On the surface, Dallas' music scene is the healthiest it's been in more than a decade. The rebirth that was taking hold in Deep Ellum in 2015 has seen storefront after storefront open for business in 2016. Next year will see the return of another long-lost venue, Deep Ellum Live, spearheaded once more by Clint and Whitney Barlow, the couple behind the rebirth of Trees and The Bomb Factory. When it reopens, the neighborhood will have nearly all of its classic venues back in operation.

However, it's not the Deep Ellum from years past, with the majority of those new businesses coming from restaurants and retail rather than music venues. Clubs have felt the pinch of increased property rates and one of them, the Liquid Lounge, preparing to at least temporarily close its doors this winter.

Venues may be booming, but where that leaves local musicians is another matter. After the Year of Leon Bridges in 2015, DFW didn't enjoy any repeats of his major national breakout this year.  Instead, many emerging musicians felt like they had come under threat, thanks to a rash of DIY party shutdowns by the fire marshal that started on New Year's and continued throughout the year. Right or wrong, many musicians and artists are worried that they aren't a part of the city's long-term business plan. The DIY scene also lost two of its leading lights, as "roving venue" Vice Palace closed up shop and  Nevada Hill passed away in February after a years-long battle with cancer.

So on the eve of the 28th annual Dallas Observer Music Awards, which will see more than 50 local acts converge on nine different venues in Deep Ellum Saturday, Dec. 3, the Observer takes stock of the year past by checking in on some of the artists who helped define it: Sam Lao, Charley Crockett, Sealion, Loafers and Dezi 5.

SAM LAO: "We don't have to wait for gatekeepers or venues or anyone to give us the pass. We can take that shit for ourselves."

This year was the one that Sam Lao had been waiting for — she just wasn't sure that it ever would happen. It took her more than two years to follow up on her debut EP, West Pantego, and along the way she scrapped most of her recordings. Before that new album, SPCTRM, dropped in February, Lao broke with her manager and set off on her own. There were no guarantees that things would work out.

"One of my greatest strengths and weaknesses is that I'm too ambitious. I have these grandiose ideas but I don't always have a way to do them," Lao says. West Pantego had established her as one of Dallas hip-hop's most exciting talents, but she knew she had to do it all over again. "One of the fears I had was that the first time was a fluke, that with West Pantego somehow the pieces fell together perfectly and that would never happen again."

The truth proved to be anything but. SPCTRM is widely considered the best hip-hop album to come out of Dallas in 2016, and it garnered her five DOMA nominations — the most of any artist. The album puts Lao's varied talents on full display, from siren singer to best-in-town rapper. Songs like the middle-finger-to-the-haters opener, "Fool's Gold," or body empowerment manifesto "Pineapple" are smart, sassy and dripping with charisma. But most importantly, it gives modern Dallas hip-hop something it badly needed: a strong female role model.

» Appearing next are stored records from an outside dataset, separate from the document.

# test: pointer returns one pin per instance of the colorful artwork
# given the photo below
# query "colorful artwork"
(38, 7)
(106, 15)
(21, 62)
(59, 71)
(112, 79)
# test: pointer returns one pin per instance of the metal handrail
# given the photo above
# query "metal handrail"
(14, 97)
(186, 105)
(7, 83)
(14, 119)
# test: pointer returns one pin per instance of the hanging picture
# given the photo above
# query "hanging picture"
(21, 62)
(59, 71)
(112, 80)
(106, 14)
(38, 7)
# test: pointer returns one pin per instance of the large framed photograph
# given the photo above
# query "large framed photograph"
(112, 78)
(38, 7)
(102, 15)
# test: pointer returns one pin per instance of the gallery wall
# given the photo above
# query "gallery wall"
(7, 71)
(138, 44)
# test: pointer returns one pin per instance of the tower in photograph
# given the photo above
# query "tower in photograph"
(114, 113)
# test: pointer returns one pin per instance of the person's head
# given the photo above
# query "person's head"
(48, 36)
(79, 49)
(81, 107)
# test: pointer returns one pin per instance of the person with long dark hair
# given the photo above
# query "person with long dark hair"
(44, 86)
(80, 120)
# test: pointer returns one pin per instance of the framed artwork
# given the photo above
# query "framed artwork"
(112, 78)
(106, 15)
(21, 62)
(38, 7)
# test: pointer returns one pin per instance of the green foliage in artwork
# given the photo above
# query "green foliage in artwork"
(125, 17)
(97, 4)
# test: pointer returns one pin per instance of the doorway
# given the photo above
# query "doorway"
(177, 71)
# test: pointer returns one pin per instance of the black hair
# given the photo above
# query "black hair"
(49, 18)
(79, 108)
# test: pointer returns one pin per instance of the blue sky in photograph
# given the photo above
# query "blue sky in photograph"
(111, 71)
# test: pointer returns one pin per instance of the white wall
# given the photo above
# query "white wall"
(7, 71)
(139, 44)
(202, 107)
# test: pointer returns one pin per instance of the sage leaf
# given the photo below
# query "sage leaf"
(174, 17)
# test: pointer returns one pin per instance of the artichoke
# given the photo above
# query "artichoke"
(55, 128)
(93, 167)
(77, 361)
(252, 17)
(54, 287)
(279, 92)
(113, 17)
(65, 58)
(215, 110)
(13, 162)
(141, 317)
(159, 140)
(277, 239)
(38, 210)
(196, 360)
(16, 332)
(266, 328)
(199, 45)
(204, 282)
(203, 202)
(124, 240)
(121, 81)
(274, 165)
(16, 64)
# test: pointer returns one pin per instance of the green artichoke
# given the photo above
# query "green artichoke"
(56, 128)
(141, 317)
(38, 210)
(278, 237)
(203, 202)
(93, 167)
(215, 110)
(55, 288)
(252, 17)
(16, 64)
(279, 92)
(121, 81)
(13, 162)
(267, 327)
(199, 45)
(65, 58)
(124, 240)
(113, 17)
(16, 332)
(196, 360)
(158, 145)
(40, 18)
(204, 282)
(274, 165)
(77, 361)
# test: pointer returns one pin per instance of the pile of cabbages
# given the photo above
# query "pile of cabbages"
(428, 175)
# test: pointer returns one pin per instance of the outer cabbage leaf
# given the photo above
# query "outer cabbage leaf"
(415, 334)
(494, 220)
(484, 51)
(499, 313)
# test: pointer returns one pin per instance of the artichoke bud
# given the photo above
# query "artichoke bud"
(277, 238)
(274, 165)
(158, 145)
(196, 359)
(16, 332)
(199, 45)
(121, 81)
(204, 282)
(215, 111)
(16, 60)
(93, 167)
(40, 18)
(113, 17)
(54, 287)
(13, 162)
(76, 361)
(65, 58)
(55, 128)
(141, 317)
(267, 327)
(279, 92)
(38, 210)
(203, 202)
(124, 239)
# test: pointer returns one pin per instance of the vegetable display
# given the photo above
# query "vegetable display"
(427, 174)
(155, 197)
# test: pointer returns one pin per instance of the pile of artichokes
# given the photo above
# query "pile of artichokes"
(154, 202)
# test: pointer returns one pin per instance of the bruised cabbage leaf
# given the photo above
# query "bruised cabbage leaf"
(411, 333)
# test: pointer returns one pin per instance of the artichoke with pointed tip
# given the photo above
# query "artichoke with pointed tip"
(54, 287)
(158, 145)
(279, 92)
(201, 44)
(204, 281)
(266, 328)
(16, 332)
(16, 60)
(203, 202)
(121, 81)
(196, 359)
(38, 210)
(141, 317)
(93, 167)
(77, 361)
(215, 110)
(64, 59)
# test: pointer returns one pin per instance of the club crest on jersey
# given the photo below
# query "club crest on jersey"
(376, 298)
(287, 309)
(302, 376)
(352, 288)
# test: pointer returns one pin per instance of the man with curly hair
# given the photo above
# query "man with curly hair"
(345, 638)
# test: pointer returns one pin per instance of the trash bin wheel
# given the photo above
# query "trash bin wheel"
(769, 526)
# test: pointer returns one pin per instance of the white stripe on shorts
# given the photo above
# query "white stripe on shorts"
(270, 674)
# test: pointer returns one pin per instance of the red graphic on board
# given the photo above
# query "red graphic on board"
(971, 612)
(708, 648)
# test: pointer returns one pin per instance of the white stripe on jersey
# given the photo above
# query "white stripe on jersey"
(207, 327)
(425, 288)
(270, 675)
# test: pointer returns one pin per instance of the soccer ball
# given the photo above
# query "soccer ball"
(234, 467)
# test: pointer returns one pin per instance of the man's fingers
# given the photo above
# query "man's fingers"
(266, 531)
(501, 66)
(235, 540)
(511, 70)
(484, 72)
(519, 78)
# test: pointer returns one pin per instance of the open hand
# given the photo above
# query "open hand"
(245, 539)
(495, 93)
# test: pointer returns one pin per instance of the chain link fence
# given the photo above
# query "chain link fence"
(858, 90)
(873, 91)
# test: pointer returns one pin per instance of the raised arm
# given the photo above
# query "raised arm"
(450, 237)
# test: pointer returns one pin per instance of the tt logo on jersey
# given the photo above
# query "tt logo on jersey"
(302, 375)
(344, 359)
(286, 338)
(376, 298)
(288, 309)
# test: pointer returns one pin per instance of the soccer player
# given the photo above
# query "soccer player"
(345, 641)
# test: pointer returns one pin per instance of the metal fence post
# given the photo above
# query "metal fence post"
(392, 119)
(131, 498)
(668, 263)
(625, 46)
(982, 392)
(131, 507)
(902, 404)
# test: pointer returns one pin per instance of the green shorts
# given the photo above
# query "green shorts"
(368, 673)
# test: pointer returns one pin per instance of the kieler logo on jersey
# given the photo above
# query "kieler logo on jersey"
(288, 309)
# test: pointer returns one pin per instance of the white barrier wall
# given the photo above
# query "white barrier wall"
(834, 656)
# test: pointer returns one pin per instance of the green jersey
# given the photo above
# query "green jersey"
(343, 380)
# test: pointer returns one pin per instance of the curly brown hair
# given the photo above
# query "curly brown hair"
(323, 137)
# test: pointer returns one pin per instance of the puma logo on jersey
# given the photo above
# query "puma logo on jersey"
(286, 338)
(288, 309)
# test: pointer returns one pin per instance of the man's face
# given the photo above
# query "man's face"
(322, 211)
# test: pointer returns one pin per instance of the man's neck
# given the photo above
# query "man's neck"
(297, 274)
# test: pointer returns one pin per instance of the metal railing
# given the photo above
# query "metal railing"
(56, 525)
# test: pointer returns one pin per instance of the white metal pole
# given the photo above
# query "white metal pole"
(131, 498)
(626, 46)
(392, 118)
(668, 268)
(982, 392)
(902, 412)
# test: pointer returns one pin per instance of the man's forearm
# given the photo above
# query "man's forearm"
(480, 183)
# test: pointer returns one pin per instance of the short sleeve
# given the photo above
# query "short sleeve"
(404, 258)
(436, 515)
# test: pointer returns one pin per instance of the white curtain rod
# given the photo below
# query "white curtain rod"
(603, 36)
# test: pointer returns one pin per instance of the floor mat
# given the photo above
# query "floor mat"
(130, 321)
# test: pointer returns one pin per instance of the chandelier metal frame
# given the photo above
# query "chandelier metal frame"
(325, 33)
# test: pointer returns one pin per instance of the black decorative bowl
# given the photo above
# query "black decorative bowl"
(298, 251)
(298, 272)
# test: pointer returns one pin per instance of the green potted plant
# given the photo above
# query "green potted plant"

"One of the questions I get most is, 'Who writes your music?' And I'm like, I write my music. What are you talking about?" Lao says. She points out that she not only writes the lyrics but has final say on all recording decisions. Even her music videos, done with her husband and visual artist Jeremy Biggers, are done collaboratively. "Any woman's success gets attributed to the closest man to her, which drives me bonkers," she says. "For someone to automatically assume I didn't do those things is kind of a slap in the face."

While being recognized simply as a "female artist" would do her work a disservice, Lao admits she took particular pleasure in asserting her femininity on SPCTRM. "I definitely wanted to put on display that not only am I a strong artist who can go head to head with anybody right now, but that I'm a woman doing it," she says, and then laughs. "If you don't like that, honestly, I'm going to go harder because I want you to feel like shit about it."

Being a rapper in Dallas has meant that Lao is already used to having to fight for credibility. When she was a member of the Brain Gang, a hip-hop collective that included other DOMA nominees like Blue, the Misfit and Bobby Sessions, venues often refused to book hip-hop. "As hip-hop artists, we all know we're kind of like the red-headed step child," she says. "We’re here, and people that are in our scene know about it, but people outside of it sort of brush us off."

That's changed in recent years, as local rappers are frequently capable of selling out bigger clubs like Trees. Lao says that's down to the rappers themselves taking charge. "I've seen more artists doing their own shows, not waiting to be asked to do a show," she says. "We don't have to wait for gatekeepers or venues or anyone to give us the pass. We can take that shit for ourselves and move forward."

If 2016 has proven anything to Lao, it's that taking matters into her own hands is the best guarantee she has to move forward. "Now, more than ever, is a time for strong women and strong individuals, and a time for us to stand together and speak out and be those voices," Lao says. "And I'm more than happy to take that up."

CHARLEY CROCKETT: "I'm doing great now that I'm actually getting paid."

Charley Crockett barely has time to take a breather, and that's just the way he likes it. Fresh off a 35-date tour with California singer Sean Hayes, Crockett is in town for a little over 48 hours, in which time he'll be playing two shows. Then he's off to California to play with Hayes again. He estimates he's played close to 200 shows in 2016.

"I like being run around," Crockett says. A self-styled drifter, he would likely spend his time on the road even if he weren't playing music. It just happens that he learned to play the blues by busking in New Orleans and on subway trains in New York City. "We were on trains all day every day, and if I wasn't on the trains I was doing that New Orleans hustle," he says. "That shit was hard. But I'm doing great now that I'm actually getting paid."

The hustle has been paying off for Crockett in 2016. He appeared on the cover of the Dallas Observer in September, got airplay on NPR's World Cafe and says he's in talks with record labels about picking up his latest album, In the Night — and all, he points out, without the help of an agent. He had a management deal once before, when he was in New York, but he walked away from it to go out on his own. "'Do you know what your problem is, Charley?'" he recalls being told. "'You just want to be Woody Guthrie.'"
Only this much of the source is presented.